Oxbow lake east of Mission, British Columbia

Hatzic Lake is an oxbow lake north of and draining into the Fraser River, immediately south of Hatzic Valley, and east of the benchland neighbourhood of Hatzic.

Neilson Regional Park and the district of Mission is on the immediate west shore of Hatzic Lake, while the centre of the oxbow is Hatzic Island. Northeast of the lake is Dewdney Peak (Hatzic Mountain) which forms the southmost endpoint of the Douglas Ranges. In addition to a large number of private residences the locality has a few commercial campgrounds.

Hatzic Valley's Lagace Creek, Scorey Creek, and Hatzic Slough drain into the northern end of Hatzic Lake, providing it with water. Since these tributaries are intermittent, the water freshness and level of Hatzic Lake can vary seasonally.

The length of the lake, on its north–south axis, is approximately 3.7 km, while Hatzic Island is approximately 2.6 km in length, with the widest parts of the lake off the northern end of the oblong island at about 775 m. The width of the lake inclusive from its extreme west to east is about 2.5 km. BC Highway 7 and the mainline of the Canadian Pacific Railway cross its southern end, just south of the southernmost parts of Hatzic Island.

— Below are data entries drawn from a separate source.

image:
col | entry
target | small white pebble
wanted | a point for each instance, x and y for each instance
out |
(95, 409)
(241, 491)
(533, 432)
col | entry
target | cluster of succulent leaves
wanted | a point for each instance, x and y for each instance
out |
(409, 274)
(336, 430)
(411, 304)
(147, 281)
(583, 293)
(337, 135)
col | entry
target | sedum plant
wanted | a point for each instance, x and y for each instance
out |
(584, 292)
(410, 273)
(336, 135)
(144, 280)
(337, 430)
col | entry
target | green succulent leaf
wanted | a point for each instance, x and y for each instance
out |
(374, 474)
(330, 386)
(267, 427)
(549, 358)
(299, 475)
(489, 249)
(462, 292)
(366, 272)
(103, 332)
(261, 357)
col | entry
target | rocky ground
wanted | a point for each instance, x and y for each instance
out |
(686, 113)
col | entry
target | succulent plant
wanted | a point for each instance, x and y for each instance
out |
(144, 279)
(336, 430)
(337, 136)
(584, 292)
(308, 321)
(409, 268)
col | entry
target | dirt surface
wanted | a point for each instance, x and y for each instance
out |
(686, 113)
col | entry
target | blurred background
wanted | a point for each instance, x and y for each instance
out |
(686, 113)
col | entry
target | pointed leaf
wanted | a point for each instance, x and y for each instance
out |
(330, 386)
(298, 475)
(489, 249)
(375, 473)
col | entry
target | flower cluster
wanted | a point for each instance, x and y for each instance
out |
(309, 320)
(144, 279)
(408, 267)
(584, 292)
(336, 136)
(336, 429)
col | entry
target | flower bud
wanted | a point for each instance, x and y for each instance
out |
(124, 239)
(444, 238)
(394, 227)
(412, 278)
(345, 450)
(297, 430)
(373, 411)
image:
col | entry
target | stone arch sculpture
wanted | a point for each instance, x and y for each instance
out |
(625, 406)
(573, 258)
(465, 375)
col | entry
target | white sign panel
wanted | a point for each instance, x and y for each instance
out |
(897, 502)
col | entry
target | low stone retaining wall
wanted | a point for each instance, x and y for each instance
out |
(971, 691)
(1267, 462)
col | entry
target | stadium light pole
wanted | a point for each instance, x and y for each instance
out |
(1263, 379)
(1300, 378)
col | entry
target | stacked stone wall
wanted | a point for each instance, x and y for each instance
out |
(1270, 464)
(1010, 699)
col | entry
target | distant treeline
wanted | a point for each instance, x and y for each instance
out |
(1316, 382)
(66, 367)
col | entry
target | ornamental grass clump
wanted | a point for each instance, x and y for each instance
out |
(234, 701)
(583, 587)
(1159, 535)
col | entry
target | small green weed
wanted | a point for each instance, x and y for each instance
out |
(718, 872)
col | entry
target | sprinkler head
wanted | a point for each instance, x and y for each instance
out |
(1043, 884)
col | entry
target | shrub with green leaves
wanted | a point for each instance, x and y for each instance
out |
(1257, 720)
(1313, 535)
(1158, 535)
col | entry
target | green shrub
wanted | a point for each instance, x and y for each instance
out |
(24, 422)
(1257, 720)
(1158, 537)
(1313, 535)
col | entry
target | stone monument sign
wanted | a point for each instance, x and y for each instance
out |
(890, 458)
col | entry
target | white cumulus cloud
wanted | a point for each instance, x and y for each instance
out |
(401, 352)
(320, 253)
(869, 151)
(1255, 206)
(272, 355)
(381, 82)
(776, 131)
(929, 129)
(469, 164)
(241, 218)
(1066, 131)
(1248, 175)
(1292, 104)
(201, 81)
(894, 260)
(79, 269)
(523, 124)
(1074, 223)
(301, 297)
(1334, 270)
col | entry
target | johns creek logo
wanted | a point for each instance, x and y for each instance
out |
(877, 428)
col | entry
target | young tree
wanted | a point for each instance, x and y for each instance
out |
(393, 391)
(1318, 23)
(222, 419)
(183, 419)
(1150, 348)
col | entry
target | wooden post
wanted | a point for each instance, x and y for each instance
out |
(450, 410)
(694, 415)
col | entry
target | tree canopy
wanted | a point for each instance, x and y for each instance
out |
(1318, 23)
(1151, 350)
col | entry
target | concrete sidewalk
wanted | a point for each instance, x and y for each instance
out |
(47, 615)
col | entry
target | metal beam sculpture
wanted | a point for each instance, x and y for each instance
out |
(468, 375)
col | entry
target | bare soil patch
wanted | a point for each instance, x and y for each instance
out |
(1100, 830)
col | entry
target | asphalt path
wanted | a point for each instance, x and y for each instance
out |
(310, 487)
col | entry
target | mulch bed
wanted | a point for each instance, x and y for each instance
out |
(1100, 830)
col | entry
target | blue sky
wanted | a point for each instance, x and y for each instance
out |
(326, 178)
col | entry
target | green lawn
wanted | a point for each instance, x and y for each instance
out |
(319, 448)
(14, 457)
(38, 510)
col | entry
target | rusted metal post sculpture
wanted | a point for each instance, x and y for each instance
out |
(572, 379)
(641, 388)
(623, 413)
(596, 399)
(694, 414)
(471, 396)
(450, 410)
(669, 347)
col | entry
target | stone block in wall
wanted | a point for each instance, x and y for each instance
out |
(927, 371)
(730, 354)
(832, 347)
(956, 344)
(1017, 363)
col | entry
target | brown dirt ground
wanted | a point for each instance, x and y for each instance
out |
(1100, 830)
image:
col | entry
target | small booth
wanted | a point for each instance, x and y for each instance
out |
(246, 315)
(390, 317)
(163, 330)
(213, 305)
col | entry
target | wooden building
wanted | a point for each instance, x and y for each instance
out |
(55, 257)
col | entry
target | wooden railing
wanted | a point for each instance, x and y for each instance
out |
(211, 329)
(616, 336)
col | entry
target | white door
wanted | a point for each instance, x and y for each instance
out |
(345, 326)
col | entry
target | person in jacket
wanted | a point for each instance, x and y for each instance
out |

The depth of the lake is a uniform 2 to 3 meters, except immediately north of Hatzic Island to west of Hatzic Island where depth varies between 3 and 15 meters. Because the lake is surrounded with private residences launch sites for non-residents' boats are limited and smaller boats tend to be launched from Neilson Regional Park or near Hatzic bridge on Lougheed Highway.

Because the lake is very shallow it is warm, and is popular for swimming, water sports and water-skiing. The lake water temperature and farm fertiliser run-off introduced via Scorey Creek has been blamed for invasive flowering rush and algal bloom issues, the latter of which has led to Fraser Health-imposed swimming bans. In 2019 the BC Government funded over a quarter million dollars for addressing invasive plant concerns in Hatzic Lake.